使用PHP简单HTML DOM解析器解析网页

Gervinho to Arsenal

For those of you who have had the pleasure of following me on Twitter (...), you probably know that I'm a complete soccer (football) fanatic.  I even started a separate Twitter account to voice my footy musings.  If you follow football yourself, you'll know that we've just started the international transfer window and there are a billion rumors about a billion players going to a billion clubs.  It's enough to drive you mad but I simply HAVE TO KNOW who will be in the Arsenal and Liverpool first teams next season.

对于那些你们谁曾跟随的乐趣我的Twitter (...),你可能知道,我是一个完整的足球(足球)的狂热。 我什至还开设了一个单独的Twitter帐户来表达我的沉思。 如果您自己跟随足球运动,您会知道我们才刚刚开始国际转会窗口,并且有十亿谣言称十亿球员将进入十亿俱乐部。 这足以使您发疯,但我只想知道下个赛季谁将进入阿森纳和利物浦一线队。

The problem I run into, besides all of the rubbish reports making waved, is that I don't have time to check every website on the hour.  Twitter is a big help, but there's nothing better during this time than an official report from each club's website.  To keep an eye on those reports, I'm using the power of PHP Simple HTML DOM Parser to write a tiny PHP script that shoots me an email whenever a specific page is updated.

除了挥舞所有垃圾报告外,我遇到的问题是我没有时间在一个小时内检查每个网站。 Twitter是一个很大的帮助,但是在此期间,没有什么比每个俱乐部网站上的官方报告更好的了。 为了密切关注这些报告,我使用PHP Simple HTML DOM解析器的功能编写了一个小PHP脚本,每当更新特定页面时,该脚本就会向我发送电子邮件。

PHP简单HTML DOM解析器 (PHP Simple HTML DOM Parser)
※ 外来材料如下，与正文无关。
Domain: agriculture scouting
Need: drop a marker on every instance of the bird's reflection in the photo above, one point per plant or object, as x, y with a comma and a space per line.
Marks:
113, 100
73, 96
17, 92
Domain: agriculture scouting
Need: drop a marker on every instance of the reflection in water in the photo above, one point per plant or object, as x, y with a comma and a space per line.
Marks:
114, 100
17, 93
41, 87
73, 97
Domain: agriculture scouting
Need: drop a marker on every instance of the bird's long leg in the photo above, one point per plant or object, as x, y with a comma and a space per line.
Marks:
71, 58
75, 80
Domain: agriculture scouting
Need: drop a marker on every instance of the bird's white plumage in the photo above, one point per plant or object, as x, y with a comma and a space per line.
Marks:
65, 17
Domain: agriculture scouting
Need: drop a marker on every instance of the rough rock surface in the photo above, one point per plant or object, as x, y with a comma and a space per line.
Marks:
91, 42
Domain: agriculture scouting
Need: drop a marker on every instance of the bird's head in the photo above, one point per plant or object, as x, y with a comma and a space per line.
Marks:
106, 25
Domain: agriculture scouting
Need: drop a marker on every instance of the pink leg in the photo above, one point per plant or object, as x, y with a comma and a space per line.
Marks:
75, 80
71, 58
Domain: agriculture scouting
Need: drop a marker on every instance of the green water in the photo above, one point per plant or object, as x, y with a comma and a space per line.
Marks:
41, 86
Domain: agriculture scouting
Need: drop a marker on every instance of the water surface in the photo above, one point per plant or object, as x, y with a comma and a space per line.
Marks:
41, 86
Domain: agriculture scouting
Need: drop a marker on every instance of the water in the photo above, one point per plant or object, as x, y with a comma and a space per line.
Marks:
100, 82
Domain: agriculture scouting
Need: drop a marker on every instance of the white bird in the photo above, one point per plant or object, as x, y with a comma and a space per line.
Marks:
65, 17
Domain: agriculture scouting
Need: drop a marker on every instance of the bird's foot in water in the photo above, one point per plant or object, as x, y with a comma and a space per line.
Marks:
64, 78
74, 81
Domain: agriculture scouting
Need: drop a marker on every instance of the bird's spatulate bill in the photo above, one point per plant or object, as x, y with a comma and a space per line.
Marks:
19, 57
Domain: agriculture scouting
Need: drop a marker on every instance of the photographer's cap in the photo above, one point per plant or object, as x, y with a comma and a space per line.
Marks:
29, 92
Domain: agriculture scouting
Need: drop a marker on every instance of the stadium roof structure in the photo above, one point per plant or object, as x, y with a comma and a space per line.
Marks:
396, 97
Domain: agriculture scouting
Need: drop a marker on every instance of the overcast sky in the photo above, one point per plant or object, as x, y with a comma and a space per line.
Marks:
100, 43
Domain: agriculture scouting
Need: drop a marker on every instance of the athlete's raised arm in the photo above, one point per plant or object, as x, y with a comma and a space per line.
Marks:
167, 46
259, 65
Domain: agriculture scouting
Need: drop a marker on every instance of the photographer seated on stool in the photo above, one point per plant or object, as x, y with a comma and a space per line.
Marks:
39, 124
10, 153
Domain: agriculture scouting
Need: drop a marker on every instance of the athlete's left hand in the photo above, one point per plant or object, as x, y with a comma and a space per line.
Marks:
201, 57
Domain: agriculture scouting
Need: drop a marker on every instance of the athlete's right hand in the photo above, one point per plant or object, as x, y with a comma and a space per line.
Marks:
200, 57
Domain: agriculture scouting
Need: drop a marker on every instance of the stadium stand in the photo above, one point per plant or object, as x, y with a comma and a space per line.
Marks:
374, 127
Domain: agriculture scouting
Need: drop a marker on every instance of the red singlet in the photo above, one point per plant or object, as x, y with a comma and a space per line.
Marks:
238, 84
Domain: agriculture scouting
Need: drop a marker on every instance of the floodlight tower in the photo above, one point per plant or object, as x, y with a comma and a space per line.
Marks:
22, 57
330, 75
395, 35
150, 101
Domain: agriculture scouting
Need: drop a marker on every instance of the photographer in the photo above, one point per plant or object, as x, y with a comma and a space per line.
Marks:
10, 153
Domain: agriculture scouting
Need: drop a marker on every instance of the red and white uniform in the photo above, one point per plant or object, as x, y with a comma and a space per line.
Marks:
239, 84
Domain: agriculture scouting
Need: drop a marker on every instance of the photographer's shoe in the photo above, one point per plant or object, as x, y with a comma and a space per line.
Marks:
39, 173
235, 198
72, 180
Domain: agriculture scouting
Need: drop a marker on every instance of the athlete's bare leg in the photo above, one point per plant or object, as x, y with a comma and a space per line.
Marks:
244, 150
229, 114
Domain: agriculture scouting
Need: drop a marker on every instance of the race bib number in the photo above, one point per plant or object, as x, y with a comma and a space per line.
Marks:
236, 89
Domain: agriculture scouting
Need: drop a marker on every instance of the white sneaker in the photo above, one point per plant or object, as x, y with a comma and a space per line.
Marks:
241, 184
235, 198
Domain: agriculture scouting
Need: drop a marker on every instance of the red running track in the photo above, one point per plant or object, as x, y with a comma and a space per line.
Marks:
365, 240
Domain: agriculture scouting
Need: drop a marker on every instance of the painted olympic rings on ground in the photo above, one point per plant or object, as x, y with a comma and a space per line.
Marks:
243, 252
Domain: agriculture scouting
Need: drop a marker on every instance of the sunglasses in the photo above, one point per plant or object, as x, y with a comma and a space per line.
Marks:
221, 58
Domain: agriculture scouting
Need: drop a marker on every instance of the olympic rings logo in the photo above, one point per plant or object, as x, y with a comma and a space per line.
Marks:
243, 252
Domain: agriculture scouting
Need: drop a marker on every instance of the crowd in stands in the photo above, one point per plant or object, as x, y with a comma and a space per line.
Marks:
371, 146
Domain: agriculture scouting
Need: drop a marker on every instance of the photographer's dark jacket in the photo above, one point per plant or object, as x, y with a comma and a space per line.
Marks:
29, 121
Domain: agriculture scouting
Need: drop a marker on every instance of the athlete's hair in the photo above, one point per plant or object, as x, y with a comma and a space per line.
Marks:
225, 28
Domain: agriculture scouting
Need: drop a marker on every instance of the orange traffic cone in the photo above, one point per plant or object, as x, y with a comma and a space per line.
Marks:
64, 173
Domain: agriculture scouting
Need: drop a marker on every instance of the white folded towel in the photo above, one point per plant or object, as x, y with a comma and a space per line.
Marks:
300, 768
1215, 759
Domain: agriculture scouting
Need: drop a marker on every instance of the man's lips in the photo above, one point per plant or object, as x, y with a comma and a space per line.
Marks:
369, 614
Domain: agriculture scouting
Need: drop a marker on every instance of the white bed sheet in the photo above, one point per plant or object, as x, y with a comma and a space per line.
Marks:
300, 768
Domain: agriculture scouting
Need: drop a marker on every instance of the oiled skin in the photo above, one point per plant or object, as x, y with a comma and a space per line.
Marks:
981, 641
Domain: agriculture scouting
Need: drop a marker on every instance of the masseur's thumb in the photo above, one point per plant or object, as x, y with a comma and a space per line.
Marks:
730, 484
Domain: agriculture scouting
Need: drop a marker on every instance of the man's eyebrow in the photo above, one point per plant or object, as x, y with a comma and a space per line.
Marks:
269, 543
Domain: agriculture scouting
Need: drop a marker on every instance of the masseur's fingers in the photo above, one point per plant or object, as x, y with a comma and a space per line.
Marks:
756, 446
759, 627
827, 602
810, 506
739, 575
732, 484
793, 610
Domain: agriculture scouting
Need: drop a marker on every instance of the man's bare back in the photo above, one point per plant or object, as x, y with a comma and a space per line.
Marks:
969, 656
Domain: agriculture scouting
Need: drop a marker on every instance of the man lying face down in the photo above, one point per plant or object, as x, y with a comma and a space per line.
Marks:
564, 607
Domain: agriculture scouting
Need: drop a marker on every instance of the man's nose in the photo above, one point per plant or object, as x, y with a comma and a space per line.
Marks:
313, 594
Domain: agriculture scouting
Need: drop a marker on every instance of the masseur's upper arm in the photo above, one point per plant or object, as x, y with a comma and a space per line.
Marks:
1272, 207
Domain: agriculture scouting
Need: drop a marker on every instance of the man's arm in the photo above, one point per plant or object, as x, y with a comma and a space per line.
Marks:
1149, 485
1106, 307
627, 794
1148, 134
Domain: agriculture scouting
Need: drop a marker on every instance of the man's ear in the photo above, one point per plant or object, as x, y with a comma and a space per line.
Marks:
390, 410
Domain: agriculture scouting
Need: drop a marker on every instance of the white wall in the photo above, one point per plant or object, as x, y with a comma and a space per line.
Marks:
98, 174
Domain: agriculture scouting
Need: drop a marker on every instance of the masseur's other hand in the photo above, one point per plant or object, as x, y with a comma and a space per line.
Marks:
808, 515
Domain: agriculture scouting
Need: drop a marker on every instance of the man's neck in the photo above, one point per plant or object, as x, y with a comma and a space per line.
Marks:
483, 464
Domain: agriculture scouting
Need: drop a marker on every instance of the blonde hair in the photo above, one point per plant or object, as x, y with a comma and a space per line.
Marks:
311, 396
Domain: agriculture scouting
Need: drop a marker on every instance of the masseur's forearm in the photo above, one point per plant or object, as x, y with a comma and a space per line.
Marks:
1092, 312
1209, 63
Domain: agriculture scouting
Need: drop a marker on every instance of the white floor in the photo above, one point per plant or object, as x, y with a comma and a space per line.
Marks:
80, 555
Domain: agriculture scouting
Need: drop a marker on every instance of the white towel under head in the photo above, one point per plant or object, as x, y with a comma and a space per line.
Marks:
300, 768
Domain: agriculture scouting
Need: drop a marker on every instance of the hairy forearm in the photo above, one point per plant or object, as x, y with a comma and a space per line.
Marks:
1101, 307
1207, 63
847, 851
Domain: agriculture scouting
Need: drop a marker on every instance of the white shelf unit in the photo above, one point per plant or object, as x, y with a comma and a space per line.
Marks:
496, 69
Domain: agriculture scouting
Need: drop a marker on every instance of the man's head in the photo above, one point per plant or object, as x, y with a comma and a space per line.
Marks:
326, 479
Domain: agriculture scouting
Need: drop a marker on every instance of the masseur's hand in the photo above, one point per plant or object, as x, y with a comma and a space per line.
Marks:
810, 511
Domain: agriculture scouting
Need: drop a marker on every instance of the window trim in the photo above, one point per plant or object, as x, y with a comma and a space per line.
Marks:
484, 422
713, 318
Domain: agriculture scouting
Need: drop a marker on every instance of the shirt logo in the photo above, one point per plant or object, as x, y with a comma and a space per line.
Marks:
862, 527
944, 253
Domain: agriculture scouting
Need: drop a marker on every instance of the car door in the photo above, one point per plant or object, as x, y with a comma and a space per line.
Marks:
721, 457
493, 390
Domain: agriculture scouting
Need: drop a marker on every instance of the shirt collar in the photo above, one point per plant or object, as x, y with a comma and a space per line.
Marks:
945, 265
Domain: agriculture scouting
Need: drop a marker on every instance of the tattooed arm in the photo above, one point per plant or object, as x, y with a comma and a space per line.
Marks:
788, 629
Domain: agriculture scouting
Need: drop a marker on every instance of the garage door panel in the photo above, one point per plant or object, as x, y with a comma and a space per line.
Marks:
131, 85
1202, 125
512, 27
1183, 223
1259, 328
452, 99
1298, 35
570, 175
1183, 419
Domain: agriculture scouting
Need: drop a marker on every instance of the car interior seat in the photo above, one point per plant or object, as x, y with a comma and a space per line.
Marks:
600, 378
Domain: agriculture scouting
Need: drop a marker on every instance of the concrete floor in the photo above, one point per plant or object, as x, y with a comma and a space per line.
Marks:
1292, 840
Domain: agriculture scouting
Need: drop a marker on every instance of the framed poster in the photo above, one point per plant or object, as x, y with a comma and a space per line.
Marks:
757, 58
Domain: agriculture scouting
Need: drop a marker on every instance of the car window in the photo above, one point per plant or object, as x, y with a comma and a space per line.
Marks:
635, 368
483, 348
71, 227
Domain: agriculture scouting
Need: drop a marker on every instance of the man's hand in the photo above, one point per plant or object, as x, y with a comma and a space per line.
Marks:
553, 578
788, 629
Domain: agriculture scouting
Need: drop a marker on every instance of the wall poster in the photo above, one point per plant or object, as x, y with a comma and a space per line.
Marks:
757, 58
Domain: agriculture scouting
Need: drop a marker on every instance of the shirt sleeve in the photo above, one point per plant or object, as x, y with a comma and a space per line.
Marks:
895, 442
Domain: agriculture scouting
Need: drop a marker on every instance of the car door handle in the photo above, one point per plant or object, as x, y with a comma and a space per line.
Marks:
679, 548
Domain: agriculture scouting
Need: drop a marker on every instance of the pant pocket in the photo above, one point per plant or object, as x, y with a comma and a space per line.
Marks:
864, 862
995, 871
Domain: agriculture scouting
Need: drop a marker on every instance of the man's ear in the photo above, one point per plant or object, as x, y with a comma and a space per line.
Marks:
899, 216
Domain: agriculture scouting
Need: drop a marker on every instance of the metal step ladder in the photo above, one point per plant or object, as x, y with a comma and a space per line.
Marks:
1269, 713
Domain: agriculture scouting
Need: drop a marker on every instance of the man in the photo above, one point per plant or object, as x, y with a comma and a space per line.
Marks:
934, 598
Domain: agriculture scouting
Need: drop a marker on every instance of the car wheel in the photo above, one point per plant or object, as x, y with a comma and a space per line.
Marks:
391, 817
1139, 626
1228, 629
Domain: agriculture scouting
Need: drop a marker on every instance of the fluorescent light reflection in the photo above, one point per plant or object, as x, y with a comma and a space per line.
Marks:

PHP Simple HTML DOM Parser is a dream utility for developers that work with both PHP and the DOM because developers can easily find DOM elements using PHP. Here are a few sample uses of PHP Simple HTML DOM Parser:

PHP简单HTML DOM解析器对于使用PHP和DOM的开发人员来说是理想的实用程序,因为开发人员可以使用PHP轻松找到DOM元素。 以下是PHP Simple HTML DOM解析器的一些示例用法:


// Include the library
include('simple_html_dom.php');
 
// Retrieve the DOM from a given URL
$html = file_get_html('https://davidwalsh.name/');

// Find all "A" tags and print their HREFs
foreach($html->find('a') as $e) 
    echo $e->href . '<br>';

// Retrieve all images and print their SRCs
foreach($html->find('img') as $e)
    echo $e->src . '<br>';

// Find all images, print their text with the "<>" included
foreach($html->find('img') as $e)
    echo $e->outertext . '<br>';

// Find the DIV tag with an id of "myId"
foreach($html->find('div#myId') as $e)
    echo $e->innertext . '<br>';

// Find all SPAN tags that have a class of "myClass"
foreach($html->find('span.myClass') as $e)
    echo $e->outertext . '<br>';

// Find all TD tags with "align=center"
foreach($html->find('td[align=center]') as $e)
    echo $e->innertext . '<br>';
    
// Extract all text from a given cell
echo $html->find('td[align="center"]', 1)->plaintext.'<br><hr>';


Like I said earlier, this library is a dream for finding elements, just as the early JavaScript frameworks and selector engines have become. Armed with the ability to pick content from DOM nodes with PHP, it's time to analyze websites for changes.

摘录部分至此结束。